ISSN: 2471-9315
Эммануэль Д. Алаби*, Бинта Л. Биндава, Игнатиус Мзунгу, Айоделе Т. Адесоджи
Background: Antibiotics Resistant Bacteria (ARB) are a global problem. Patients and hospital environments can be sources for dissemination of ARB that are Multi-drug Resistant (MDR).
Methods: Therefore, we characterized MDR bacteria from clinical and hospital environmental samples from selected hospitals within Katsina state, Nigeria. A total of 203 bacteria were isolated from 420 samples (clinical=220 and hospital environment=200). Bacteria preliminary identification and antibiogram were determined by biochemical tests and Kirby Bauer disk diffusion method, respectively. MDR bacteria were selected based on resistance to ≥ 3 different classes of antibiotics.

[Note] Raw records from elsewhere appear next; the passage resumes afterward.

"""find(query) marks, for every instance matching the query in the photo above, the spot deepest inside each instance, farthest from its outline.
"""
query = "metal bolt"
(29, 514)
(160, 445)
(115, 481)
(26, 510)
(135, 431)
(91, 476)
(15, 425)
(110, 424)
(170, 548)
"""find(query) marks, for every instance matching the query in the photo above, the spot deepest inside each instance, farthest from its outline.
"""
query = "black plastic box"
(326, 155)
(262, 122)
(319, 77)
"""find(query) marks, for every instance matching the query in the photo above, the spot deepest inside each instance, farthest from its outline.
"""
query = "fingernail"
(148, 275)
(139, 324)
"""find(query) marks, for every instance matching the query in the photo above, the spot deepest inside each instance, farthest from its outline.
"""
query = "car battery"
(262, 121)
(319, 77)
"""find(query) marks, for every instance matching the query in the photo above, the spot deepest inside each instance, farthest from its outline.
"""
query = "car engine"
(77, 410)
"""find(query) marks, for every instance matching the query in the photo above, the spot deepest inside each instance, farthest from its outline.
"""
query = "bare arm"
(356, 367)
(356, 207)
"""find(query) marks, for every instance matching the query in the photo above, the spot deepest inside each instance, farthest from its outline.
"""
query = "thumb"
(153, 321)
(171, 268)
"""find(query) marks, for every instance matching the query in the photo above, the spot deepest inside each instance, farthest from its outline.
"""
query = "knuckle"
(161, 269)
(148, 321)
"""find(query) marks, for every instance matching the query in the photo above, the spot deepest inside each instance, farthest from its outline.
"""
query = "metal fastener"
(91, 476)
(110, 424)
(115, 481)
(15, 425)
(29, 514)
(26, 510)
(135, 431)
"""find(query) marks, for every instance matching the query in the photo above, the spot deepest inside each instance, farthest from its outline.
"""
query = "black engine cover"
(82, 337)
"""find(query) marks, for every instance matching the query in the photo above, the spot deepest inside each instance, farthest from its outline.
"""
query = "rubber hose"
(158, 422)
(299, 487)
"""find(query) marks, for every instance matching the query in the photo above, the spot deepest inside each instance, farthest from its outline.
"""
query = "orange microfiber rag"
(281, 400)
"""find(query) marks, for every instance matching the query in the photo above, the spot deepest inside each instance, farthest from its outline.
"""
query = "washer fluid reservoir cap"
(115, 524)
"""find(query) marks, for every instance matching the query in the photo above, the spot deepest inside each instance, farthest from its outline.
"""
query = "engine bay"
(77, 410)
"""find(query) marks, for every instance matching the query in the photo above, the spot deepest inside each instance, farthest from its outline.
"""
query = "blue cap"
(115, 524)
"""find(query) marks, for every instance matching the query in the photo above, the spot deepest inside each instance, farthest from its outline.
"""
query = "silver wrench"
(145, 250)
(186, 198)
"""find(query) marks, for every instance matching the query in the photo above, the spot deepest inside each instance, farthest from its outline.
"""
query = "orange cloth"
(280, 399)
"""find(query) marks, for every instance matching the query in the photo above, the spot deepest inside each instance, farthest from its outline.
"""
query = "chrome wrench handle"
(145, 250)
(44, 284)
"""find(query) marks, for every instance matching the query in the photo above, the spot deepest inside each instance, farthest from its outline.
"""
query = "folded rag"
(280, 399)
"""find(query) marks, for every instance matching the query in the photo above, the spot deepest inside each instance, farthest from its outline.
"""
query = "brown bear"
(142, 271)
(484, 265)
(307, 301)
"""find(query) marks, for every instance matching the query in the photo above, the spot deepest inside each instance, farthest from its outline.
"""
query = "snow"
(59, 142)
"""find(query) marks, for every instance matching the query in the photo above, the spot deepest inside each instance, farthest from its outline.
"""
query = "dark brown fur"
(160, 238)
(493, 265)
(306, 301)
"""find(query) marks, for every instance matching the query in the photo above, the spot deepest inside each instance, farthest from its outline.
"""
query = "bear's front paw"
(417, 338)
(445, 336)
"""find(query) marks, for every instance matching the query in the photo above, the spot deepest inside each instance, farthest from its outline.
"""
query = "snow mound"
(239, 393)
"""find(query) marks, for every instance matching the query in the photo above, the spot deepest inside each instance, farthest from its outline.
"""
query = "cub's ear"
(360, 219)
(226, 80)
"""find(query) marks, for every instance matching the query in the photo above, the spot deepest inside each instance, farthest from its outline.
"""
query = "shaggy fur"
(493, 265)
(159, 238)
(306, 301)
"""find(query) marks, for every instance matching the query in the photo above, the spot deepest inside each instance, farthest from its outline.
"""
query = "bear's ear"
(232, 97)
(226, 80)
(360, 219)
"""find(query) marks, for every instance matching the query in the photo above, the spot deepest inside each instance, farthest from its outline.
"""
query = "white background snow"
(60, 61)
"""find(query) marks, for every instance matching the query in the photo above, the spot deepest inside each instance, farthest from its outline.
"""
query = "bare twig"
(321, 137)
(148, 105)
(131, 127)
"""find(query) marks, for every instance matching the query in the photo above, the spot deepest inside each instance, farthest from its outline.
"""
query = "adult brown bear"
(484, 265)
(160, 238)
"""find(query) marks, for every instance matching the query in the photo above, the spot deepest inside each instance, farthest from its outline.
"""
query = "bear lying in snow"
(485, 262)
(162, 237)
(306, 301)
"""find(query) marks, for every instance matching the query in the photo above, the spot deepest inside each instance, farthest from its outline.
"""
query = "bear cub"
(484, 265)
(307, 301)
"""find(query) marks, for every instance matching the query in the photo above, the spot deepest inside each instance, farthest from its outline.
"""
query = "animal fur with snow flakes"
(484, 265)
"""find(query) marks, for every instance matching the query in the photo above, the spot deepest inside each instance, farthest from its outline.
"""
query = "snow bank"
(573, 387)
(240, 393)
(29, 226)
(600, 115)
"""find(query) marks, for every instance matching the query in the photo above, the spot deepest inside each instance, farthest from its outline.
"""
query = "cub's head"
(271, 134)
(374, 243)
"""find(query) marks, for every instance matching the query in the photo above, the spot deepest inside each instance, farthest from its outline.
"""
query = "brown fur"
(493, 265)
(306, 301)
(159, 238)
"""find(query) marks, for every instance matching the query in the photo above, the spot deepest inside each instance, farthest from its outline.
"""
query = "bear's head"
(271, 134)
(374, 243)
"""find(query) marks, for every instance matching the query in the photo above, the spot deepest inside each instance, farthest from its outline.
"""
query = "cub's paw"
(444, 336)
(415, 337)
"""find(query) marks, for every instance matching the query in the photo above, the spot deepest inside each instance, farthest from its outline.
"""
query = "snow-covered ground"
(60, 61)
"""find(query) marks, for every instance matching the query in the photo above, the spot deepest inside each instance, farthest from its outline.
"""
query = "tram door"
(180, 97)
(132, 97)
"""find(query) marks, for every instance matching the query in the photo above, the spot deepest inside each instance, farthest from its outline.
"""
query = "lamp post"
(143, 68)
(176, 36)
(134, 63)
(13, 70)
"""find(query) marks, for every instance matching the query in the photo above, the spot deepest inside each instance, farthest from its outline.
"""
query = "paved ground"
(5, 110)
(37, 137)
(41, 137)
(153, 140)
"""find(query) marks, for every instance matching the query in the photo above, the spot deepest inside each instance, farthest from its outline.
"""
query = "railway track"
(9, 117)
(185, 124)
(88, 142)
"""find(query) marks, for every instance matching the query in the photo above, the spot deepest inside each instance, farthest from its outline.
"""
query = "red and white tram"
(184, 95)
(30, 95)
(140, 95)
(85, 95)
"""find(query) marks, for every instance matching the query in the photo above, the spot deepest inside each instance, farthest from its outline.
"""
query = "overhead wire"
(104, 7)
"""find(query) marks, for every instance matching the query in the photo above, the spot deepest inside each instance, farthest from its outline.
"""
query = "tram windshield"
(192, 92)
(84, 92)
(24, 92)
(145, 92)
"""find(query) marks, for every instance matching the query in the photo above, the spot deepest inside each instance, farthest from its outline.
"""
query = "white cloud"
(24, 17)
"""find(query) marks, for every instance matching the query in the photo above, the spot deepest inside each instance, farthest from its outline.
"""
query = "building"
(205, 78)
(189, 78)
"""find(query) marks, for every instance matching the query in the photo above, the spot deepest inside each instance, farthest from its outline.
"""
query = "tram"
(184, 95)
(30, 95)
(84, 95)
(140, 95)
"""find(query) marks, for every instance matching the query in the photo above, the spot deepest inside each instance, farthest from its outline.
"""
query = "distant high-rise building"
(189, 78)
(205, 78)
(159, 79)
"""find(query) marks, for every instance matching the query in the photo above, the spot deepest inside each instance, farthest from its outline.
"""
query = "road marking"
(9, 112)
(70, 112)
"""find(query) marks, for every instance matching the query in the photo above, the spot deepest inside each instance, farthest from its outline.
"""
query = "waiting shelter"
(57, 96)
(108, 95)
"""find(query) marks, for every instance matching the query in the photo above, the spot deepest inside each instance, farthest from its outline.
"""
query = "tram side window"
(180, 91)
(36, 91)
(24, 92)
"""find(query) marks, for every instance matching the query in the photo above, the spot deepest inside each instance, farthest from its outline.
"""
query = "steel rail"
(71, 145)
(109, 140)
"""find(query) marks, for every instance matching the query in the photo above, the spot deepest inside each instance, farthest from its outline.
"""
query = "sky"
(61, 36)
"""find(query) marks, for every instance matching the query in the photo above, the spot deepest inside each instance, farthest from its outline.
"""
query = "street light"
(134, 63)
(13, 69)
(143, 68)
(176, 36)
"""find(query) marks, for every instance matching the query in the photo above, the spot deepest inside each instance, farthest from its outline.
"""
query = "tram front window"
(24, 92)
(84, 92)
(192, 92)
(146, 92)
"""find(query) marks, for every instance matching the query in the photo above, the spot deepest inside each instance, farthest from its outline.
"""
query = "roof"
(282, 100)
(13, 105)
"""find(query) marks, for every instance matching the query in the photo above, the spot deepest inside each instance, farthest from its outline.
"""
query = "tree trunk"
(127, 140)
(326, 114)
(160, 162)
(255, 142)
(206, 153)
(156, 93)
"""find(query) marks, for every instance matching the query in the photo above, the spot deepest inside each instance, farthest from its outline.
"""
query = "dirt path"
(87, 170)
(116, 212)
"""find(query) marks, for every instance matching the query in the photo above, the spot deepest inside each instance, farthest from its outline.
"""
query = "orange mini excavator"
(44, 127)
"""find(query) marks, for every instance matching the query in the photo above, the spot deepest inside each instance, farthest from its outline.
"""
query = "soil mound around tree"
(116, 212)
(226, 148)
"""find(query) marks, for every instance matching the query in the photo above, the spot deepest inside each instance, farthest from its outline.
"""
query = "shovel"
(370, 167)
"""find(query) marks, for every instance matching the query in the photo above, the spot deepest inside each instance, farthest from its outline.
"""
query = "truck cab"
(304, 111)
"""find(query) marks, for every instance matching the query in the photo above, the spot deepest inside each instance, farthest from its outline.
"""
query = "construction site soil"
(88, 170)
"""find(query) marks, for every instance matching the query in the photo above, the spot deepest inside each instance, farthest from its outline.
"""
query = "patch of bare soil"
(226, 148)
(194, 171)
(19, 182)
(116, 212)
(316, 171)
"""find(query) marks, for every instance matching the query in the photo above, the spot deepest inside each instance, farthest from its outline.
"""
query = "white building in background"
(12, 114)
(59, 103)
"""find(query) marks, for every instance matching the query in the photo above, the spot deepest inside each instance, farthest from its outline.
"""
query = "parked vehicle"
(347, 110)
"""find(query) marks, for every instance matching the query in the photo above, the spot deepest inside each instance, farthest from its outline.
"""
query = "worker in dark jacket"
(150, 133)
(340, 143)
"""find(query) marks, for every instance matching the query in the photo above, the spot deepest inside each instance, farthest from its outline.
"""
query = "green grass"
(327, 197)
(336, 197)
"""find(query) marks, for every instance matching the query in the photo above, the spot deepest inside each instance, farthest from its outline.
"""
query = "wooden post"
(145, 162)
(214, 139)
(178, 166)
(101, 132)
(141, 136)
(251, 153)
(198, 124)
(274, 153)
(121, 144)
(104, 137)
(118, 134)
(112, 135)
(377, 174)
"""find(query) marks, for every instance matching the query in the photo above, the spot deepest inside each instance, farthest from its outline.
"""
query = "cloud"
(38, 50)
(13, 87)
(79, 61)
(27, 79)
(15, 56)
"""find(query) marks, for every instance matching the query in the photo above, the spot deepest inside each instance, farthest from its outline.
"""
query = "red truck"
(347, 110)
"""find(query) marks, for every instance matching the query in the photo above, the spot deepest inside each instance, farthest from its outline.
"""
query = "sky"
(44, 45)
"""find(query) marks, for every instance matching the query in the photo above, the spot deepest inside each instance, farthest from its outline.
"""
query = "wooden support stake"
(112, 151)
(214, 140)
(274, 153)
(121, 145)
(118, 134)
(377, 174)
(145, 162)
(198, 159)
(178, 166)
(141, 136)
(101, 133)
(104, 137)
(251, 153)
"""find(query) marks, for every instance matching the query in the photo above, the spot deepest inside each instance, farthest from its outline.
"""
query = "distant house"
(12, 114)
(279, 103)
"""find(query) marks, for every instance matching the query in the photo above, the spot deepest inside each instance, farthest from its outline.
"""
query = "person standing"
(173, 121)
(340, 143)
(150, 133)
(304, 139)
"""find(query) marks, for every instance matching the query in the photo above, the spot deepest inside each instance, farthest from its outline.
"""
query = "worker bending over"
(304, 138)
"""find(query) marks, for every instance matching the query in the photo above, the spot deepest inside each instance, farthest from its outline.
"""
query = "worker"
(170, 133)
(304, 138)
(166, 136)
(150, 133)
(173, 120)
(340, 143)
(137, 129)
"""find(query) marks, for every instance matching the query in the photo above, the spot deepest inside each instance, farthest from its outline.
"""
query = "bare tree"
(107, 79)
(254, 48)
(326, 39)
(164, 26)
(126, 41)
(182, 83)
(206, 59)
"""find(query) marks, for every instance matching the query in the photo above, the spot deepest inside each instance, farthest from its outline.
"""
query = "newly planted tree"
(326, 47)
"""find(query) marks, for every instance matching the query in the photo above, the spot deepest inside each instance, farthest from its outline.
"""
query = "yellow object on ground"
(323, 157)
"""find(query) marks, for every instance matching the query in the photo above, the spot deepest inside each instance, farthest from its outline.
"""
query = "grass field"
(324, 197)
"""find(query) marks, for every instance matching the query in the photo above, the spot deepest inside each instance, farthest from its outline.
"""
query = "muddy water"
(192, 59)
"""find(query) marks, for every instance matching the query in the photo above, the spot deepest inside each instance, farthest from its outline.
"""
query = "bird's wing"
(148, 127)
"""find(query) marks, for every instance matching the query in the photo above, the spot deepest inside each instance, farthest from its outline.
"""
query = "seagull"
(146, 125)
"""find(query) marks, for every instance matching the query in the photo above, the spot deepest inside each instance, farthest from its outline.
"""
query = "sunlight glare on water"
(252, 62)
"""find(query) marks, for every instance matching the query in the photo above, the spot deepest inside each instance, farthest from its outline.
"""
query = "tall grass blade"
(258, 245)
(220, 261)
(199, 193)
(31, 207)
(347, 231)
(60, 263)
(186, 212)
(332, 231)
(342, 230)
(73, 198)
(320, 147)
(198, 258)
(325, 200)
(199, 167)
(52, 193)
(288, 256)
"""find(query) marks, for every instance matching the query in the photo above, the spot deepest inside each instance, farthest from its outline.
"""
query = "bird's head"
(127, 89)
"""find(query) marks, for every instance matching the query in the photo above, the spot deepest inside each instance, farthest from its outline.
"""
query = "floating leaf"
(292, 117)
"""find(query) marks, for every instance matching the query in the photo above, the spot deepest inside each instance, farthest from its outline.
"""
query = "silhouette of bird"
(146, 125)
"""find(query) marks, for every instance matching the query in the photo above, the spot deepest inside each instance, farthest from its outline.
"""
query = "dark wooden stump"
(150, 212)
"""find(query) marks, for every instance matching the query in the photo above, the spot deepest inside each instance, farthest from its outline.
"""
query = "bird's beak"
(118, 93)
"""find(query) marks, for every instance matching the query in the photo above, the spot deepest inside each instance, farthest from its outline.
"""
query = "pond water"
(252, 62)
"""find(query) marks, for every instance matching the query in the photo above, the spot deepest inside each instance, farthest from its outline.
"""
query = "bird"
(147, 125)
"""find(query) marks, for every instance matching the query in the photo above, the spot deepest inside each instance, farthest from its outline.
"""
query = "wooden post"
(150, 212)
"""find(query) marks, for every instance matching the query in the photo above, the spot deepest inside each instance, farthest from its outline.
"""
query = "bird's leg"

Results: Staphylococcus aureus was the most frequently isolated bacteria from clinical samples; i.e., infected surgical incisions (23.58%) and infected trauma wounds (20.75%) and hospital environmental samples; i.e., door handles (32.98%) and desks (14.43%). Highest resistance (92.79%) to both ampicillin and gentamycin was observed among hospital environmental isolates. Clinical isolates showed highest (80.19%) resistance to cefoxitin. MDR bacteria exhibited 12 antibiotics resistance patterns and the most common (20/50) resistance phenotypes among MDR clinical isolates was to amoxiclav, cefoxitin and ciprofloxacin while resistance to ampicillin, chloramphenicol, colistin sulphate, kanamycin and nalidixic acid was commonly (10/50) observed among hospital environmental isolates. Vitek-2-system further detected and characterized Proteus mirabilis, Enterobacter cloacae spp. dissolvens, Enterobacter cloacae and Pseudomonas aeruginosa as MDR isolates with the highest resistance phenotypes.
Conclusions: High occurrence of MDR bacteria in the studied locations portend a great public health consequence and may be disseminated to immunocompromised patients, healthcare workers and the environment. Hence, there is need for concerted AMR surveillance in the study locations.